St Luke’s business director Liz Little says Mills & Boon is a “terrifically unique” brand within publishing and able to stand the test of time because the publishing brand and its various imprints is hero-led rather than author-centric. Its marketing model is equally unique because it publishes over 50 titles every month which are released then phased out or pulped after a set time.
The publisher is aware, though, that it must do more. The redesigned Mills & Boon will have a “more edgy, refreshing and contemporary feel to it”, says Somerville. Meanwhile, it will expand to offer more in subgenres as well as exploring initiatives such as the RFU tie-up.
St Luke’s has been tasked to help persuade younger women who already are “love-fans” to reconsider Mills & Boon through the brand’s first UK-specific above-the-line campaign in recent times.
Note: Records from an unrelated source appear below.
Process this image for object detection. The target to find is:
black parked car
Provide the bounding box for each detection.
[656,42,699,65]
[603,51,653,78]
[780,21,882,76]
It will also develop social networking initiatives around the brand.
Hawkes, who has worked on chick-lit campaigns for rival publishers Hodder Headline and Orion Books, suggests a new push behind the century-old brand could work, particularly if it focuses on its place as the “mummy of the romance genre”. It may also benefit from a consumer appetite for nostalgia, chivalry and good old-fashioned romance borne out of uncertain times.
Additional reporting by Mary-Louise Clews
Mills & Boon:
1908 UK-based publishers Gerald Mills and Charles Boon found the company with £1,000, publishing mainly sports and craft titles
1920s Focus shifts to escapist fiction for women as the post-war economic depression takes hold
1949 Alan Boon took over the publisher following the death of father Charles
1971 Mills & Boon merges with Canadian paperback publisher Harlequin to produce romantic fiction as a “literary force” with a more realistic and readily identifiable profile
1990s Mills & Boon novels ranged from compelling romances with international settings to sensual, racy books. Heroines were liberated and more assertive
1997 The company’s name was added to the Oxford English Dictionary as a term meaning “romantic storybook” 2009 In January, Mills & Boon teams up with the Rugby Football Union to produce new titles featuring rugby heroes.